Hi, I use window.open to open a new thin window with a list of images to select one of them. Because the window is thin it can easily be covered by other windows. Is there a way I can make that thin window be always on top. I want to be able to make selections on the original window while the thin image selection window is open.
In the body tag of your pop up you could try this:
Every time the window is hidden it should bring it back to the top.
That would work, but it would get annoying fast.
Thanks, it works but while the pop up is open I can’t make selections on the window that invoked it. It works will if I the user had to use the pop up and close it before using the invoking window which unfortionatly not the case here The user should be able to work on the invoking window while the pop up is still open.
So… you don’t really want the popup to be always on top - you want the popup to be on top when the parent window loses focus (i’m guessing ;)). However, one of the problems is that the parent window receives blur events bubbling up from child elements on the page.
Hi, I want one of two things:
Either the small pop up being always on top while still being able to make selections on other open applications and browser windows. Remember that the pop up is small and thus can’t cover the whole screen which leaves space for other windows and apps to show with it.

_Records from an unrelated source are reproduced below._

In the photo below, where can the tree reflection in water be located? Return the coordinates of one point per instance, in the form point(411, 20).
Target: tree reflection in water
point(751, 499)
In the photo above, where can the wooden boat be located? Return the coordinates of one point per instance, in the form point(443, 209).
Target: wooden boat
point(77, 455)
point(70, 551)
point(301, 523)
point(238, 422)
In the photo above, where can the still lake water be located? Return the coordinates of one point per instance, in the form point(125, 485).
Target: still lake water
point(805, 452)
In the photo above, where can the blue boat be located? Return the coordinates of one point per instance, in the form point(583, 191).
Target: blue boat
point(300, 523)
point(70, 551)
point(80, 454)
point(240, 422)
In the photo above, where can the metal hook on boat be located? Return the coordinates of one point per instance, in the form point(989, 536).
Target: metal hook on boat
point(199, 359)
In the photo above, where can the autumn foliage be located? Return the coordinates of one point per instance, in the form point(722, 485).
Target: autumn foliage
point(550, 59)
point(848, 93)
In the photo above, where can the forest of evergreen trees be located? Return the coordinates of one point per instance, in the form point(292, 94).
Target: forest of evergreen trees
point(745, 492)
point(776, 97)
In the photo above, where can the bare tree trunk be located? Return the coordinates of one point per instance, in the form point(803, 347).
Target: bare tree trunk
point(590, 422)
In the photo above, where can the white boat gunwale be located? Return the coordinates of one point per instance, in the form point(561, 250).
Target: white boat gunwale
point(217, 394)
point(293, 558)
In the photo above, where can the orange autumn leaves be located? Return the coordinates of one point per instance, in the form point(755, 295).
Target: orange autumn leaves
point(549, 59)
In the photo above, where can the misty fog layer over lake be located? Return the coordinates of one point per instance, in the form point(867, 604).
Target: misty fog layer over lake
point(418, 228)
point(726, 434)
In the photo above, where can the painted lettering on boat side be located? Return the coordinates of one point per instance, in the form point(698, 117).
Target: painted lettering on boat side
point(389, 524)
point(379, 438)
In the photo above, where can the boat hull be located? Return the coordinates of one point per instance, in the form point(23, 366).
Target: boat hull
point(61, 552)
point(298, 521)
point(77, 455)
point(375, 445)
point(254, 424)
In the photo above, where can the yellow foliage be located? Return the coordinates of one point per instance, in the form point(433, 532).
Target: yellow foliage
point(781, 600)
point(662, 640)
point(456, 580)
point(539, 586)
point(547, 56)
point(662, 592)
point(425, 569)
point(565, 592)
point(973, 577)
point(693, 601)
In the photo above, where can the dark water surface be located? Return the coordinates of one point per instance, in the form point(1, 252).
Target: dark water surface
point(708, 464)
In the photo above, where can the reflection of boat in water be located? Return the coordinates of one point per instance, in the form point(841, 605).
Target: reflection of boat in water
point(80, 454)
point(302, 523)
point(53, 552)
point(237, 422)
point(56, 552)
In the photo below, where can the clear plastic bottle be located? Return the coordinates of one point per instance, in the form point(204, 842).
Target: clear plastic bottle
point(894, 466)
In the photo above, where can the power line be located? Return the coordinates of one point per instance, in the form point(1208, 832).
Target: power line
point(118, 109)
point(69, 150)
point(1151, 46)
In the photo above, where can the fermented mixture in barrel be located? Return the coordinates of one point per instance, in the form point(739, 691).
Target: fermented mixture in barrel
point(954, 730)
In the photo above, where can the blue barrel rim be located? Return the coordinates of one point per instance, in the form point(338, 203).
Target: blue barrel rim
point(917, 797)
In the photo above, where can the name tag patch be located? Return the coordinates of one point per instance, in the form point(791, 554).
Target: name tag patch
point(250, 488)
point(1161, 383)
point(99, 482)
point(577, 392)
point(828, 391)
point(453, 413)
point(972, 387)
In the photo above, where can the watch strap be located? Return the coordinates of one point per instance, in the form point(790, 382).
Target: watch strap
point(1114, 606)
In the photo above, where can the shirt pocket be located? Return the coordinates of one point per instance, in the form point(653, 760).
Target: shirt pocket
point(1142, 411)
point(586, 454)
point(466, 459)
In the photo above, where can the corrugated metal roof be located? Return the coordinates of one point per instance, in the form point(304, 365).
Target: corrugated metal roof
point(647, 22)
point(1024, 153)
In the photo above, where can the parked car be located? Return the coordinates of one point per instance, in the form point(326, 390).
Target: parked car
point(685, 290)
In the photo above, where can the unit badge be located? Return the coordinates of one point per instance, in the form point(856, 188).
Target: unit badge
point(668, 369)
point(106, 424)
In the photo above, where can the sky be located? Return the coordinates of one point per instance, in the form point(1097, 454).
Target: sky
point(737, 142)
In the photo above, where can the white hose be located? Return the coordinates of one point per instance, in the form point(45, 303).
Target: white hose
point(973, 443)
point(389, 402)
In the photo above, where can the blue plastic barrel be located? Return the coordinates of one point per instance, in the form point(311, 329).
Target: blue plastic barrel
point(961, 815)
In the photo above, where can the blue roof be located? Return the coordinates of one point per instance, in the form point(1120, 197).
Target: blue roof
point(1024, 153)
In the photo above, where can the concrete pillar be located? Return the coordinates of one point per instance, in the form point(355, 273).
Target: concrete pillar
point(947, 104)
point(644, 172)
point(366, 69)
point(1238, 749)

This will be similar to an MSN messenger text conversation window when selecting “tools” then “always on top”.
Or when ever the invoking browser window has focus the pop up goes on top but still be able to make selections on the invoking window.
“<body onBlur=“window.focus()”>” -> Nice code requestcode
Now is there a way to keep the window always on top, BUT, still be able to ‘work’ in a window below, whether it be an IE window, or Word, Excel, etc… ???